Quick Start

This tutorial show how to create a scikit-criteria Data structure, and how to feed them inside different multicriteria decisions algorithms.

Conceptual Overview

The multicriteria data are really complex thing; mostly because you need at least 2 totally disconected vectors to decribe your problem: A alternative matrix (mtx) and a vector that indicated the optimal sense of every criteria (criteria); also maybe you want to add weights to your criteria

The skcteria.Data object need at least the first two to be created and also accepts the weights, the names of the criteria and the names of alternatives as optional parametes.

Your First Data object

First we need to import the Data structure and the MIN, MAX contants from scikit-criteria:

In [2]:
from skcriteria import Data, MIN, MAX

Then we need to create the mtx and criteria vectors.

The mtx must be a 2D array-like where every column is a criteria, and every row is an alternative

In [3]:
# 2 alternatives by 3 criteria
mtx = [
    [1, 2, 3],  # alternative 1
    [4, 5, 6],  # alternative 1
]
mtx
Out[3]:
[[1, 2, 3], [4, 5, 6]]

The criteria vector must be a 1D array-like whit the same number of elements than columns has the alternative mattrix (mtx) where every component represent the optimal sense of every criteria.

In [4]:
# let's says the first two alternatives are
# for maximization and the last one for minimization
criteria = [MAX, MAX, MIN]
criteria
Out[4]:
[1, 1, -1]

as you see the MAX and MIN constants are only aliases for the numbers -1 (minimization) and 1 (maximization). As you can see the contantes usage makes the code more readable.

Now we can combine this two vectors in our scikit-criteria data.

In [5]:
data = Data(mtx, criteria)
data
Out[5]:
ALT./CRIT. C0 (max) C1 (max) C2 (min)
A0 1 2 3
A1 4 5 6

As you can see the otput of the Data structure is much more friendly as the plain python lists.

To change the generic names of the alternatives (A0 and A1) and the criteria (C0, C1 and C2); let’s asume that our Data is about cars (car 0 and car 1) and their characteristics of evaluation are autonomy (MAX), confort (MAX) and price (MIN).

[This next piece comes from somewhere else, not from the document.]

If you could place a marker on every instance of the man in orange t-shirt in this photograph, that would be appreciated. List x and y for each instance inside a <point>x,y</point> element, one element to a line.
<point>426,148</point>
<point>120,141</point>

To feed this information to our Data structure we have the params: anames that accept the names of alternatives (must be the same number as row the mtx has), and cnames the criteria names (with the same number of elements as columns has the mtx)

In [6]:
data = Data(mtx, criteria,
            anames=["car 0", "car 1"],
            cnames=["autonomy", "confort", "price"])
data
Out[6]:
ALT./CRIT. autonomy (max) confort (max) price (min)
car 0 1 2 3
car 1 4 5 6

In our final step let’s asume we know in our case, that the importance of the autonomy is the 50%, the confort only a 5% and the price is 45%. The param to feed this to the structure is called weights and must be a vector with the same elemts as criterias has your alternative matrix (number of columns)

In [7]:
data = Data(mtx, criteria,
            weights=[.5, .05, .45],
            anames=["car 0", "car 1"],
            cnames=["autonomy", "confort", "price"])
data
Out[7]:
ALT./CRIT. autonomy (max) W.0.5 confort (max) W.0.05 price (min) W.0.45
car 0 1 2 3
car 1 4 5 6

Manipulating the Data

The data object are inmutable, if you want to modify it you need create a new one. All the numerical data (mtx, criteria, and weights) are stored as numpy arrays, and the alternative and criteria names as python tuples.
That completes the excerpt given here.